Comparing faculty salaries by gender reveals that the gender pay-gap is smaller at MIT than at its peer institutions. Female MIT full professors make 0.1 percent more on average than their male counterparts. For comparison, female professors at Caltech earn only 90.8 percent as much as their male counterparts. At Harvard, this value is 91.6 percent.
The report criticized the increase in administrative positions across the country. “As this report has argued for many years, the academic mission of teaching and research should be the core of what colleges do, and decisions about spending should reflect a focus on this core mission,” it read.
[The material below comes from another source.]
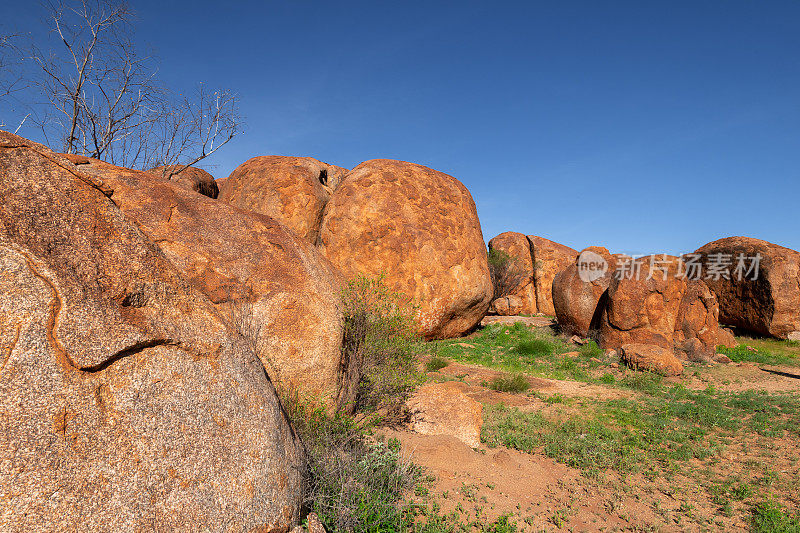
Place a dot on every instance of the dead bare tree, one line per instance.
(11, 78)
(103, 99)
(189, 129)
Citing data that show that budgets for instruction and research have decreased relative to student services and institutional support, the report argues that institutions may not be prioritizing teaching and research.
“Increasingly, institutions of higher education have lost their focus on the academic activities at the core of their mission. Spending on administrative and support positions has continued unabated in the two decades,” the report writes.
MIT may be an exception. According to the preliminary report of the Task Force on the Future of MIT Education, the ratio of administrators to faculty remained relatively constant from 1981 to 2011. In 1981, there were 4.2 employees in administrative roles per faculty member. In 2011, the figure was 4.3.